Its first round of $9 million in funding comes from four big investors: the governments of Denmark and Finland, the Walt Disney Company and the Page Foundation. These groups are considered investors rather than donors because they will receive returns including intellectual property and access to new communities of consumers, Fabian said.
The fund is part of the growing trend of impact investing, in which investors create social impact in addition to receiving standard monetary returns. The concept emerged in 2007 at a Rockefeller Foundation initiative and since then, has been adopted by Goldman Sachs, Acumen Fund and others.
In the first round, the fund will support about 60 companies for 12-18 months, and will aim to help each of them produce a working prototype of their idea. Then, each startup will be in a good position to look for more funding from the private sector or grants, Fabian said.
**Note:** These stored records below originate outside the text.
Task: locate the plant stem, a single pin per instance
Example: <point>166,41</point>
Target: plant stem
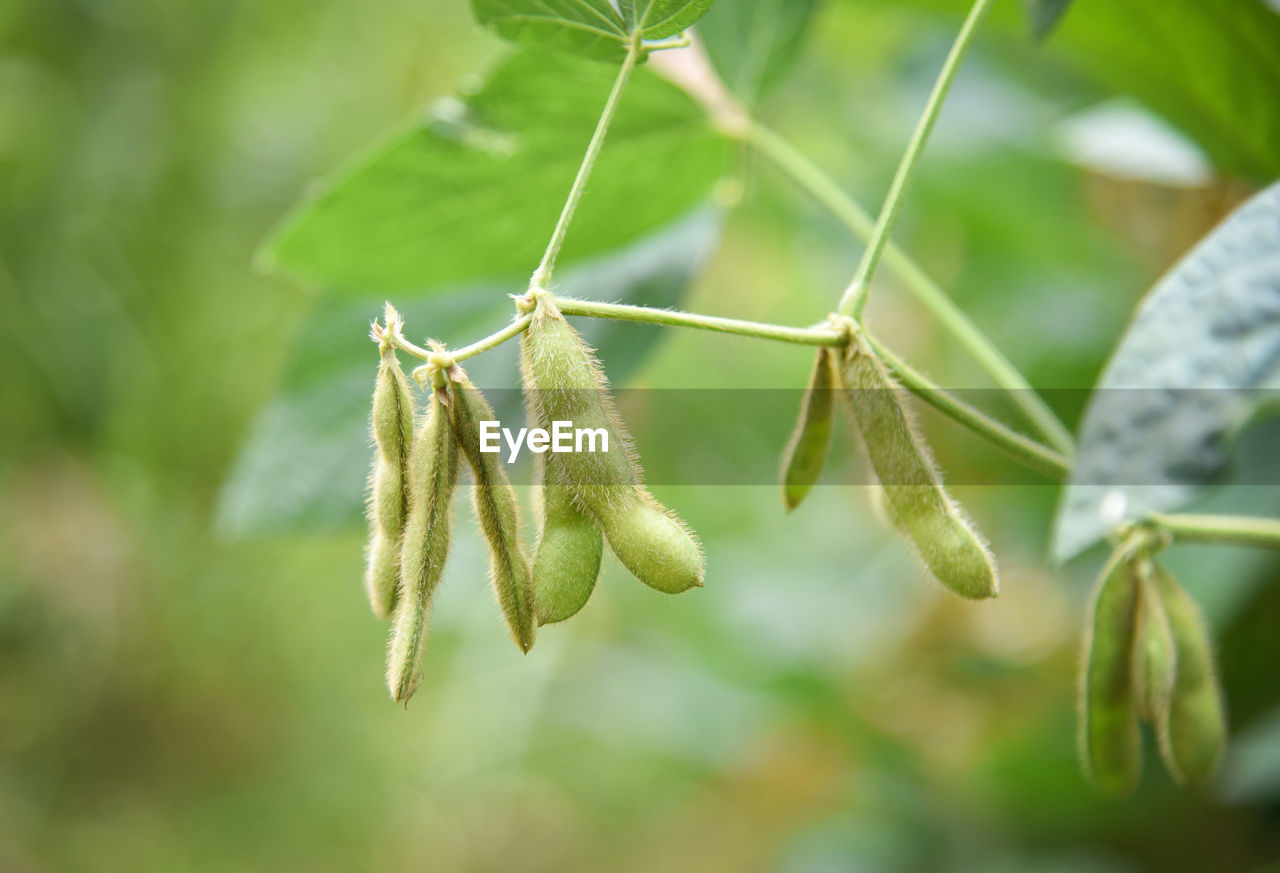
<point>1239,530</point>
<point>543,274</point>
<point>818,336</point>
<point>1020,448</point>
<point>493,339</point>
<point>824,190</point>
<point>1014,444</point>
<point>855,296</point>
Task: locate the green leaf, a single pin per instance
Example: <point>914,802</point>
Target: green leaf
<point>1210,67</point>
<point>589,27</point>
<point>474,191</point>
<point>754,42</point>
<point>662,18</point>
<point>1201,357</point>
<point>593,28</point>
<point>305,461</point>
<point>1045,16</point>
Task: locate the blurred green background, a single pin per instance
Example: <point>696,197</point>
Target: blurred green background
<point>178,698</point>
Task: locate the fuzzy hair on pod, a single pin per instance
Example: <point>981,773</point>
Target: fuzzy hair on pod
<point>913,496</point>
<point>1193,732</point>
<point>496,508</point>
<point>425,545</point>
<point>1155,659</point>
<point>1110,743</point>
<point>563,382</point>
<point>567,558</point>
<point>807,451</point>
<point>392,426</point>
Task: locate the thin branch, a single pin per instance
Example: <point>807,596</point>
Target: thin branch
<point>824,190</point>
<point>543,274</point>
<point>1016,446</point>
<point>855,296</point>
<point>818,336</point>
<point>1238,530</point>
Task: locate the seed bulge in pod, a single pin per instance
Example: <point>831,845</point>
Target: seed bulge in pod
<point>565,383</point>
<point>1193,734</point>
<point>425,545</point>
<point>496,507</point>
<point>1155,661</point>
<point>1110,745</point>
<point>567,560</point>
<point>807,451</point>
<point>914,498</point>
<point>392,428</point>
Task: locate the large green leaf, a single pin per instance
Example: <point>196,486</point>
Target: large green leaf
<point>306,457</point>
<point>1200,360</point>
<point>754,42</point>
<point>1208,67</point>
<point>662,18</point>
<point>472,192</point>
<point>1211,67</point>
<point>1045,16</point>
<point>589,27</point>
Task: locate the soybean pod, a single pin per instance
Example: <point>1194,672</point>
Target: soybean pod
<point>913,496</point>
<point>807,451</point>
<point>563,382</point>
<point>392,426</point>
<point>567,558</point>
<point>496,507</point>
<point>1193,732</point>
<point>1110,743</point>
<point>428,531</point>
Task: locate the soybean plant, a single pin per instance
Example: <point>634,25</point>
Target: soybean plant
<point>1146,654</point>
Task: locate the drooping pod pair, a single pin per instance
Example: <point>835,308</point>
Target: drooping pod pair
<point>448,430</point>
<point>392,428</point>
<point>592,496</point>
<point>1147,657</point>
<point>909,489</point>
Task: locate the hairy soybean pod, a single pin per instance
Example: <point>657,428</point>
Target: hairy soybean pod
<point>1155,661</point>
<point>1110,744</point>
<point>913,494</point>
<point>565,383</point>
<point>433,472</point>
<point>567,561</point>
<point>805,453</point>
<point>494,502</point>
<point>388,494</point>
<point>1193,734</point>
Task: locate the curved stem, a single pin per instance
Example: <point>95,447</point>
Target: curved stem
<point>543,274</point>
<point>824,190</point>
<point>819,336</point>
<point>1239,530</point>
<point>494,339</point>
<point>855,296</point>
<point>1020,448</point>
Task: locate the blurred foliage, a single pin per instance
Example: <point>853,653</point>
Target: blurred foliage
<point>170,700</point>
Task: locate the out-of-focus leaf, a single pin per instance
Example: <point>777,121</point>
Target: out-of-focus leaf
<point>589,27</point>
<point>754,42</point>
<point>1200,359</point>
<point>1211,67</point>
<point>306,457</point>
<point>1208,67</point>
<point>474,191</point>
<point>1045,16</point>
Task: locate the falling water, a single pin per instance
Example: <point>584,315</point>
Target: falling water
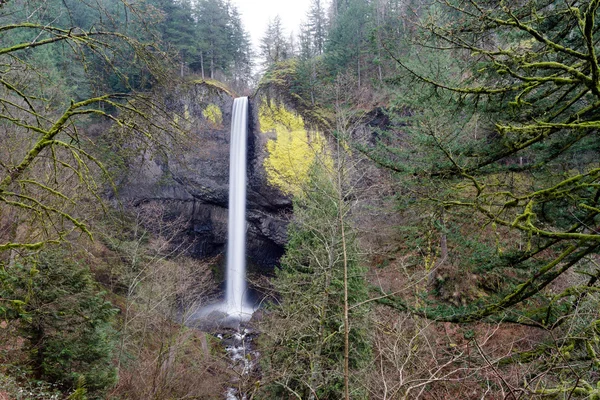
<point>235,290</point>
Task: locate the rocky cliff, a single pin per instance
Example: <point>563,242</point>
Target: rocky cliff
<point>191,180</point>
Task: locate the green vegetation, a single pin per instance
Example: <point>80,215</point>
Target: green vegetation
<point>293,151</point>
<point>443,161</point>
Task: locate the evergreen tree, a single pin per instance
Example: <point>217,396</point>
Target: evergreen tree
<point>274,47</point>
<point>304,340</point>
<point>347,37</point>
<point>317,26</point>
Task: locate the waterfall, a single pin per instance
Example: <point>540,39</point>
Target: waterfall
<point>235,290</point>
<point>235,308</point>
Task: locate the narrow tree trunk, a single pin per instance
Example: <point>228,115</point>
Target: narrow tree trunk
<point>202,64</point>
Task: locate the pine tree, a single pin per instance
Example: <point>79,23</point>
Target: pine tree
<point>274,47</point>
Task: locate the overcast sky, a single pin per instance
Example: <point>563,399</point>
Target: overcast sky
<point>256,14</point>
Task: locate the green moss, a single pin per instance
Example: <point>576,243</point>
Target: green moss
<point>293,151</point>
<point>212,83</point>
<point>213,113</point>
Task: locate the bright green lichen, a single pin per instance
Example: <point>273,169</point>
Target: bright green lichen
<point>294,149</point>
<point>213,113</point>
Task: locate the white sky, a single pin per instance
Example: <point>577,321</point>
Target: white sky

UNICEF ran a year-long prototype of the Innovation Fund last year and invested in 20 projects. A few of those companies have successfully scaled up. One is the game-based education startup called eLearning Sudan, to which UNICEF gave $70,000 last year. This year, based on its successful prototype, the Dutch government invested $5 million in the company to adapt it for refugees in Europe. Another venture, U-Report, a social messaging tool, now has 1.9 million users.
When asked about the success rate of early-stage startups, Fabian said they were prepared for failure, and that even unsuccessful ventures provide useful lessons. "90 percent of our stuff fails, but that's okay. We just want it to fail quickly."
Krithika Varagur is an Associate Editor at the Huffington Post.